The model training environment differs from the production environment. You can find more information on model training in our Model Training section. If you would like to opt out of model training, please see our Opt-Out FAQ.
Asynchronous production environment
*Certain metadata is stored for logging and billing purposes.
**The minimum TTL that AssemblyAI may set for Final Transcription Artifacts in the asynchronous production environment is 1 (one) hour. The TTL mechanism that AssemblyAI uses is through Amazon Web Services’s (“AWS”) DynamoDB TTL mechanism (the “AWS TTL”). The deletion process begins in AWS at TTL expiration, but is subject to AWS TTL processing times. In practice, these deletion events typically take place anywhere from a few minutes to a few hours after the deletion process begins in AWS, depending on circumstances, including server location. However, we have seen lag times anywhere from 2-3 hours to a few days. Once the artifact is deleted in AWS, AssemblyAI processes this deletion almost immediately. See here for more information about AWS’s TTL mechanism.
Confirming deletion
Should you wish to confirm a file has been deleted, or in case you did not store the transcript_id when the transcription request was made, you can get a list of all transcripts. You can make a GET request to https://api.assemblyai.com/v2/transcript which will return a list of all transcripts created or specify a transcript_id to review a single transcript.

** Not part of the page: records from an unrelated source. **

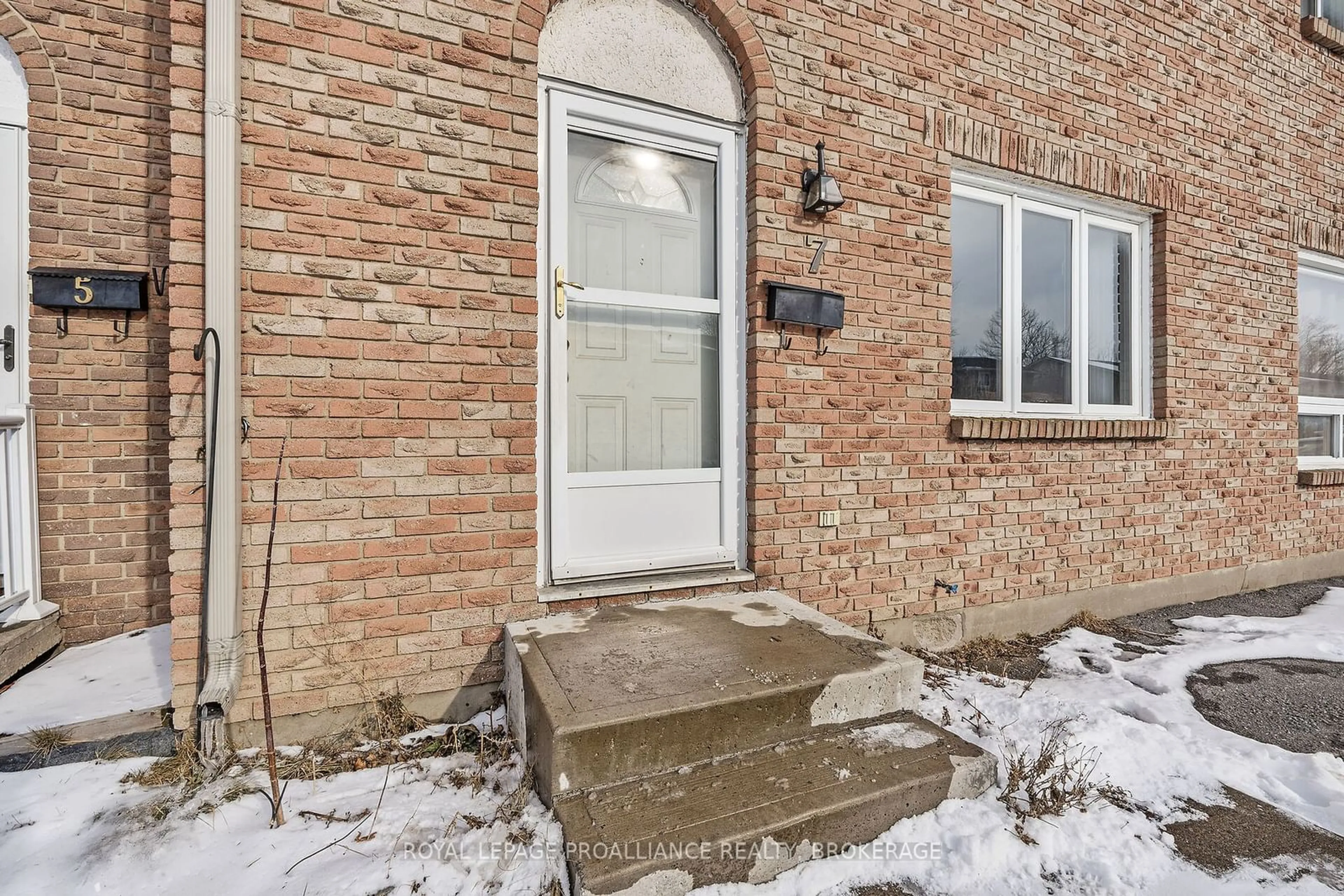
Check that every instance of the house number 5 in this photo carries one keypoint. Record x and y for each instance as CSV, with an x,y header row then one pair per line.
x,y
84,293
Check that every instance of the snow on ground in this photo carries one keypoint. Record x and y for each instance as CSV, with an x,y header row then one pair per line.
x,y
108,678
76,829
1148,738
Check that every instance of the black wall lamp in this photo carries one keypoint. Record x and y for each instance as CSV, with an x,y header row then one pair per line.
x,y
820,191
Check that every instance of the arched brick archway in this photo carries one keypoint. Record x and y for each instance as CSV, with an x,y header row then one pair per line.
x,y
728,18
26,45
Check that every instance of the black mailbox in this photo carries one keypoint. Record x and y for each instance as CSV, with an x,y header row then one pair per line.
x,y
804,305
85,288
66,288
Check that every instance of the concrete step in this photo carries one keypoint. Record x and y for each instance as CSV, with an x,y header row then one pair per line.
x,y
619,692
752,816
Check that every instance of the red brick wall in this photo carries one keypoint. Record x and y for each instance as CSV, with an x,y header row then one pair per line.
x,y
390,316
99,148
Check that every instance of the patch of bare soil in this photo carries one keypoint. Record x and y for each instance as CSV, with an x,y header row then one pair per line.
x,y
1021,657
880,890
1254,832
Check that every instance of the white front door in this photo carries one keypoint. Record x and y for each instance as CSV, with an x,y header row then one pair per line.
x,y
644,422
18,486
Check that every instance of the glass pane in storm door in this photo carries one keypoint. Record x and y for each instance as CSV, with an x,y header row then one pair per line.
x,y
643,379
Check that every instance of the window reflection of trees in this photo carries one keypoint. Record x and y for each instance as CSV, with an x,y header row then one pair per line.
x,y
1322,359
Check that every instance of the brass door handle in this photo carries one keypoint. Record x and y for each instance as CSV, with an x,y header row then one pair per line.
x,y
560,289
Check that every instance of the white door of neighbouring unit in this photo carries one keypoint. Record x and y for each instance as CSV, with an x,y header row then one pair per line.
x,y
19,584
644,340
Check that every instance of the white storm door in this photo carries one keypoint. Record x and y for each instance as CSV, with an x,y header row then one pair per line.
x,y
643,417
18,483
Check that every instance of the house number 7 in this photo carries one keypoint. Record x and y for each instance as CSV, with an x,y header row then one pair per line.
x,y
816,257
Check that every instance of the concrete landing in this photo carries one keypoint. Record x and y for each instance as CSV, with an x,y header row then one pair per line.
x,y
734,720
624,691
753,816
23,644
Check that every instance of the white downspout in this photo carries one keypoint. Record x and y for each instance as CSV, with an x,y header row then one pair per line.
x,y
224,621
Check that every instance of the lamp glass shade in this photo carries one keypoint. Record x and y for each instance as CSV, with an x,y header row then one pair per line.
x,y
823,194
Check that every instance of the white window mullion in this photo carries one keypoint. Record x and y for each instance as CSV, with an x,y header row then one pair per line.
x,y
1013,308
1081,351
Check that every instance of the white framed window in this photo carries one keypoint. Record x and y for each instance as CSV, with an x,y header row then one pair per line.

The model training environment differs from the production environment. You can find more information on model training in our Model Training section. If you would like to opt out of model training, please see our Opt-Out FAQ.
LLM Gateway production environment
-
If you have an executed BAA and use either Anthropic or Google inference models, we offer zero data retention for LLM Gateway inputs and outputs. Certain metadata is stored for logging and billing purposes.
-
If you have a designated TTL on your LLM Gateway account, we delete inputs and outputs on an hourly basis. Certain metadata is stored for logging and billing purposes.
-
If a customer initiates a deletion request, inputs and outputs are deleted at the time of the request. Certain metadata is stored for logging and billing purposes. For deletion of speech understanding requests, please see below.
-
For speech understanding requests, such as translation, speaker ID, or custom formatting, the retention is linked to the life of an asynchronous Final Transcription Artifact, noted above.

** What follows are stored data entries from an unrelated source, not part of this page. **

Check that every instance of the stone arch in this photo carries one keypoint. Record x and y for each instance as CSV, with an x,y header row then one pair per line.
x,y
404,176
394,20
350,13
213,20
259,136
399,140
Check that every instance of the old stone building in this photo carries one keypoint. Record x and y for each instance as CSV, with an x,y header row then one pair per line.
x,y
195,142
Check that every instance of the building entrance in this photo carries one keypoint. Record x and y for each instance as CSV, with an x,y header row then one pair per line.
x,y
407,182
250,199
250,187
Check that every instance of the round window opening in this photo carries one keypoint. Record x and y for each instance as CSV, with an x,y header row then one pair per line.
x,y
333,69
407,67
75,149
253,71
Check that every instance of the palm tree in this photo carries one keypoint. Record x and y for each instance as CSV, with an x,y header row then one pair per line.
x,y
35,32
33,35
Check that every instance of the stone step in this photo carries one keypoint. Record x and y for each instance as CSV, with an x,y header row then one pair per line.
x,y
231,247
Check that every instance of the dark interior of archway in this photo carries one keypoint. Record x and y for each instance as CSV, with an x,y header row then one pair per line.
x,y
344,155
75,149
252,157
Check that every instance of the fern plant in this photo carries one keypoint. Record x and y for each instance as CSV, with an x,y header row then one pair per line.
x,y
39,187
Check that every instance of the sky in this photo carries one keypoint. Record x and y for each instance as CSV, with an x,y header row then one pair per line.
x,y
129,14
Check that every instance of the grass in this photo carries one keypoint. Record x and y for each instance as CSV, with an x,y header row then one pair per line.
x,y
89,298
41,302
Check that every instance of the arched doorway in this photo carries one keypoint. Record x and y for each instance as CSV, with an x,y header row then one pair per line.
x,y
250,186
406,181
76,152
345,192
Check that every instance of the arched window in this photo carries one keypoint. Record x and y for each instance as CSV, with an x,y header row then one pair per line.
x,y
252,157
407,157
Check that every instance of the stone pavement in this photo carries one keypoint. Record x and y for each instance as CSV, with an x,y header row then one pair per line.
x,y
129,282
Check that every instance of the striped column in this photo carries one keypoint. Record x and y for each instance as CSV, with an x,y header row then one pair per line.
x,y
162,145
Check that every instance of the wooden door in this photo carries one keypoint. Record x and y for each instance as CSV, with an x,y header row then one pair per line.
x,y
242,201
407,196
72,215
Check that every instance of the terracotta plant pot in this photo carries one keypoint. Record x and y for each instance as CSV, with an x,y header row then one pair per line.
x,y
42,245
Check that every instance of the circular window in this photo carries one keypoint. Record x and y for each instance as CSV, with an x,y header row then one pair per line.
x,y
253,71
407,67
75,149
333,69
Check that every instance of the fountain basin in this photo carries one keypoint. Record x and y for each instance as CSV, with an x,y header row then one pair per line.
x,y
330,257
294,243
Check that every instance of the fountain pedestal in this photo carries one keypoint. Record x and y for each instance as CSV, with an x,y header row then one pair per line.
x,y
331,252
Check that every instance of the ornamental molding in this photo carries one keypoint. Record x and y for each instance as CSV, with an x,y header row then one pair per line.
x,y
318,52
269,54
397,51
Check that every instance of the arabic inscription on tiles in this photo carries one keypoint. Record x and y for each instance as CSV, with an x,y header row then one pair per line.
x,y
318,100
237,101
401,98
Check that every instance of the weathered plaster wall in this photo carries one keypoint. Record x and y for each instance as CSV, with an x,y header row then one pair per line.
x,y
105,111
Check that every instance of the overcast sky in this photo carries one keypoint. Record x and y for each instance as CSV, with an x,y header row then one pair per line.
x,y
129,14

For more information about how Anthropic, Google, and OpenAI retain data, please refer to the Available Models charts in our LLM Gateway Overview.
AssemblyAI has opted out of model training with all LLM Gateway providers. Please note this is separate from whether AssemblyAI may train our models with your data, and the model training environment differs from the production environment. You can find more information on model training in our Model Training section. If you would like to opt out of model training, please see our Opt-Out FAQ.